When most people think about IoT, they think about Internet-connected devices that collect data. These include security systems, manufacturing systems, electrical grids, distribution systems, Internet-connected cars, among many others. There are quite literally billions of devices connected to the Internet. Each device can generate thousands of messages, meaning that there can be hundreds of billions of messages sent by devices. Managing the devices, messaging, and data generated created an umbrella that covers various disciplines, including devices themselves, device management, big data, data presentations, and data consumption.
In each of these various disciplines, Azure has different solutions that serve the purposes of what they are trying to manage.
Devices are the “things” in IoT. The devices connect to the Internet either directly or indirectly. Through direct communication, a device will reach out over a network and connect to its respective management suite through any available protocols, including HTTP, MQTT, AMQP, and others. Indirectly, a device may communicate with a broker through some proprietary protocol that transforms and relays the information over the Internet or through an IoT Edge appliance installed near the device. Devices can use more generic means of communication through APIs provided through IoT suites, implement an SDK on the device, and leverage the SDK’s abstractions for an IoT implementation.
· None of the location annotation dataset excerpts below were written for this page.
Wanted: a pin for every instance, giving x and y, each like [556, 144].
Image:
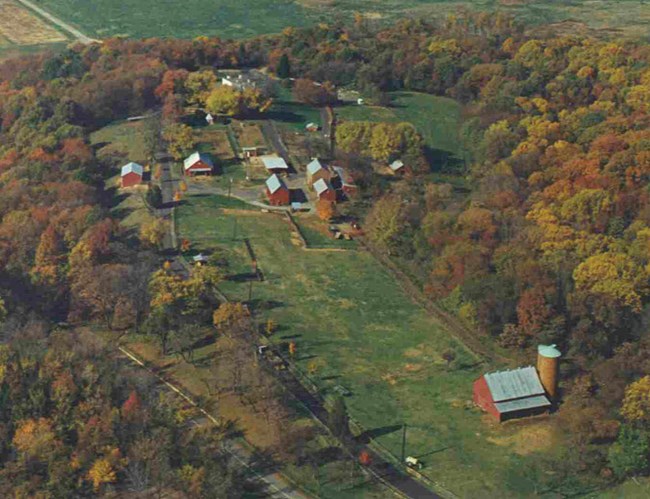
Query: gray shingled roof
[523, 403]
[132, 168]
[274, 183]
[314, 167]
[195, 158]
[274, 163]
[343, 175]
[518, 383]
[320, 186]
Azure provides several services:
- Azure Sphere – a custom PCB and operating system from Microsoft that offers a platform for building IoT devices and connecting those to Azure.
- Azure Precept – Azure Precept is an AI-enhanced device that integrates with Azure IoT Hubs and Azure ML. Models can be trained and pushed to the device to enable AI neural chips on the device
- Azure IoT SDKs for many different languages. This enables developers and device makers to use their own PCBs and device with the language of their choice.
An edge device in the IoT space is a device that sits on the “edge” of a network, similar to a firewall or proxy server. It brokers communication between the cloud and devices. It can also bring some of the functionality typically performed in the cloud closer to the devices that connect to the edge appliance.
Microsoft provides a point solution for the edge with Azure IoT Edge. Azure IoT Edge is a free, custom operating system that can be installed on a virtual or physical appliance. Azure IoT Edge brings the cloud closer to the devices by implementing many of the same services found in the cloud on an appliance, such as Stream Analytics and Azure ML. The Azure IoT Edge can also act as a proxy for messages from devices so messages can be stored and forwarded in the event of network outages and the like. IoT Edge is extensible through Docker containers that run on the edge. These containers can process, filter, and transform commands and telemetry for devices connected to the Azure IoT Edge.
In addition to the IoT Edge, Azure provides Data Box Edge. Data Box Edge provides a data collection endpoint for devices and some AI-enhanced data processing capabilities on the Edge. Data Box Edge is an appliance that can provide two-way communication for data in and out of Azure and data transformations.
IoT management provides three essential functions for IoT deployments: messaging, device management, and security. Messaging handles device-to-cloud (D2C) and cloud-to-device (C2D) messaging. The two basic kinds of messaging are commands and telemetry. Commands tell a device to do something, while telemetry is some kind of data, such as a periodic sensor reading or some event from a device. These message types are brokered through IoT management, which is integrated with the next essential function, device management. Messaging brokered by an IoT platform can route messages to external systems.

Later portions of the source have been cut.